Implementation:Ggml org Llama cpp Ngram Cache Header
| Knowledge Sources | |
|---|---|
| Domains | Speculative_Decoding, Caching |
| Last Updated | 2026-02-15 00:00 GMT |
Overview
Declares data structures and functions for n-gram based speculative decoding caches.
Description
Defines the `common_ngram` struct (a fixed-size token array up to LLAMA_NGRAM_MAX=4), custom hash functions using Fibonacci hashing, and type aliases for the cache structure: `common_ngram_cache_part` maps tokens to occurrence counts, and `common_ngram_cache` maps n-grams to their cache parts. Declares functions for cache update, draft generation, save/load, and merge operations.
Usage
Use this header when implementing n-gram based speculative decoding.
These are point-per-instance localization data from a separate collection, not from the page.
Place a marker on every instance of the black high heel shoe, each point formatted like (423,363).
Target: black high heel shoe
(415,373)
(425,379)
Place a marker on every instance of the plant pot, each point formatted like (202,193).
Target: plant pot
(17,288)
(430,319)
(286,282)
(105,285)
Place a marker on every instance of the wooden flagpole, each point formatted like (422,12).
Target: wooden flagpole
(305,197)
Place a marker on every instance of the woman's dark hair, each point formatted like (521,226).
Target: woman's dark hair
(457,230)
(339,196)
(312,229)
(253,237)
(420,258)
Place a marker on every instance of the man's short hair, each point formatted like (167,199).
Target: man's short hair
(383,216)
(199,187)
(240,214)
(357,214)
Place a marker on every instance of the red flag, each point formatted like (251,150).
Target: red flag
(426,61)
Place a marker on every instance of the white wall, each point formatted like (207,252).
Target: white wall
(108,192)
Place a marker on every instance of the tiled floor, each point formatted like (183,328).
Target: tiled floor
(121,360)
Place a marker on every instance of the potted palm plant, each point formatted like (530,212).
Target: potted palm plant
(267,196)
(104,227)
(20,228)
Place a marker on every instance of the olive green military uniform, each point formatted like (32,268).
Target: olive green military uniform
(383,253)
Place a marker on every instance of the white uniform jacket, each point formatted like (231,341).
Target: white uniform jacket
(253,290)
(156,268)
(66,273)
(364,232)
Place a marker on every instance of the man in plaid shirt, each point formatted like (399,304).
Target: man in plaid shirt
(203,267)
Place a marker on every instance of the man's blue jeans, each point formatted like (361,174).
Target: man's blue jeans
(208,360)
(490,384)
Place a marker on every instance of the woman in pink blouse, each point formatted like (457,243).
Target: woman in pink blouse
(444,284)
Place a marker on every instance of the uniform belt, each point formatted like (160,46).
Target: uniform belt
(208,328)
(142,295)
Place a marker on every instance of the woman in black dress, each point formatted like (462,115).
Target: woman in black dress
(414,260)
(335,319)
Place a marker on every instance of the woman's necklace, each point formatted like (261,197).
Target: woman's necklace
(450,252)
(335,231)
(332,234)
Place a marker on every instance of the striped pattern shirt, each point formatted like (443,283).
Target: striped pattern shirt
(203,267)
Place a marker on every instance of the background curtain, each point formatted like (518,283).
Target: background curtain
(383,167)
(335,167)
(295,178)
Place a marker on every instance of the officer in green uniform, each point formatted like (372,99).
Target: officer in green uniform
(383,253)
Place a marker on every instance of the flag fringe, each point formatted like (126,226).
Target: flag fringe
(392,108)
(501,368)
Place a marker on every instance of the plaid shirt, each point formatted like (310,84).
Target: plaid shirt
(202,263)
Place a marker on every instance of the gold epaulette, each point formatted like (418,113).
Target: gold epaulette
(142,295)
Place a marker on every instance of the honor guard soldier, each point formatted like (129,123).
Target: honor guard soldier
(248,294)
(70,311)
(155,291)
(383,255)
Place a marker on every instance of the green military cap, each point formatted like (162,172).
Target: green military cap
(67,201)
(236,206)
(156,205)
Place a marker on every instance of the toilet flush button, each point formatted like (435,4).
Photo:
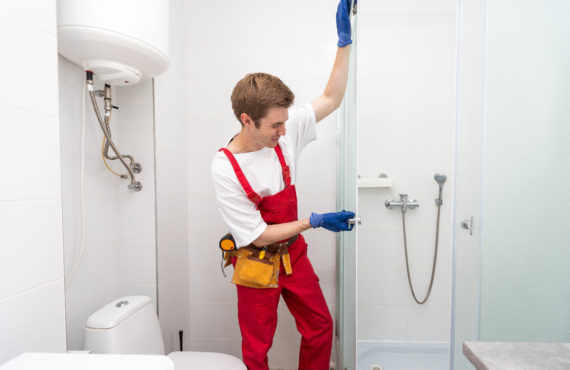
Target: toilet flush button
(121,304)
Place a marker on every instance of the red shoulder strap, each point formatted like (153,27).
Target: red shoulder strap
(252,195)
(284,167)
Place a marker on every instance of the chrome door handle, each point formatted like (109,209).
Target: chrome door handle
(467,224)
(354,221)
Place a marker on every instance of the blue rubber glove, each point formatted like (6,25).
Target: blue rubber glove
(343,22)
(336,221)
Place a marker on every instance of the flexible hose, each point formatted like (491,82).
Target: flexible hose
(102,124)
(434,255)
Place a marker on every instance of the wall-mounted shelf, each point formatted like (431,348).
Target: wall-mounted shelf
(375,182)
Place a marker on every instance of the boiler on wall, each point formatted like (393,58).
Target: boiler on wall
(121,41)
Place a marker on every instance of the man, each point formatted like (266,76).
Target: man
(254,179)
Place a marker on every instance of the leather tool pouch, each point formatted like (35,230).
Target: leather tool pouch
(256,268)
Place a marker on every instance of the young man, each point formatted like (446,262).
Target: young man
(254,179)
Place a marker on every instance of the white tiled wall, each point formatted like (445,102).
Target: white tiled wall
(295,40)
(406,95)
(172,188)
(119,257)
(32,316)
Build and maintain n-gram caches from token histories, generate draft token predictions based on observed n-gram patterns, and persist caches to disk for reuse across sessions.
Code Reference
Source Location
- Repository: Ggml_org_Llama_cpp
- File: common/ngram-cache.h
- Lines: 1-101
Signature
struct common_ngram {
llama_token tokens[LLAMA_NGRAM_MAX];
common_ngram();
common_ngram(const llama_token * input, const int ngram_size);
bool operator==(const common_ngram & other) const;
};
struct common_token_hash_function {
size_t operator()(const llama_token token) const;
};
struct common_ngram_hash_function {
size_t operator()(const common_ngram & ngram) const;
};
typedef std::unordered_map<llama_token, int32_t> common_ngram_cache_part;
typedef std::unordered_map<common_ngram, common_ngram_cache_part, common_ngram_hash_function> common_ngram_cache;
void common_ngram_cache_update(
common_ngram_cache & ngram_cache, int ngram_min, int ngram_max,
std::vector<llama_token> & inp_data, int nnew, bool print_progress);
void common_ngram_cache_draft(
std::vector<llama_token> & inp, std::vector<llama_token> & draft, int n_draft,
int ngram_min, int ngram_max,
common_ngram_cache & nc_context, common_ngram_cache & nc_dynamic, common_ngram_cache & nc_static);
void common_ngram_cache_save(common_ngram_cache & ngram_cache, const std::string & filename);
common_ngram_cache common_ngram_cache_load(const std::string & filename);
void common_ngram_cache_merge(common_ngram_cache & ngram_cache_target, common_ngram_cache & ngram_cache_add);
Import
#include "ngram-cache.h"
I/O Contract
Inputs
| Name | Type | Required | Description |
|---|---|---|---|
| ngram_cache | common_ngram_cache & | Yes | The n-gram cache to update or query |
| ngram_min | int | Yes | Minimum n-gram size to extract (>= LLAMA_NGRAM_MIN) |
| ngram_max | int | Yes | Maximum n-gram size to extract (<= LLAMA_NGRAM_MAX) |
| inp_data | std::vector<llama_token> & | Yes | Token sequence to update from or draft against |
| nnew | int | Yes | Number of new tokens appended since last update |
| n_draft | int | Yes | Maximum number of draft tokens to generate |
| filename | const std::string & | Yes | File path for cache save/load operations |
Outputs
| Name | Type | Description |
|---|---|---|
| draft | std::vector<llama_token> & | Draft token sequence generated from cache lookup |
| loaded cache | common_ngram_cache | Cache loaded from disk via common_ngram_cache_load |
| (side effect) | void | Cache is updated in-place by update/merge operations |
Usage Examples
#include "ngram-cache.h"
// Create and update an n-gram cache
common_ngram_cache cache;
std::vector<llama_token> tokens = {/* token history */};
common_ngram_cache_update(cache, LLAMA_NGRAM_MIN, LLAMA_NGRAM_MAX, tokens, tokens.size(), false);
// Generate draft tokens from the cache
std::vector<llama_token> draft = {last_sampled_token};
common_ngram_cache nc_static;
common_ngram_cache_draft(tokens, draft, 8, LLAMA_NGRAM_MIN, LLAMA_NGRAM_MAX,
cache, cache, nc_static);
// Save and reload cache
common_ngram_cache_save(cache, "ngram_cache.bin");
common_ngram_cache loaded = common_ngram_cache_load("ngram_cache.bin");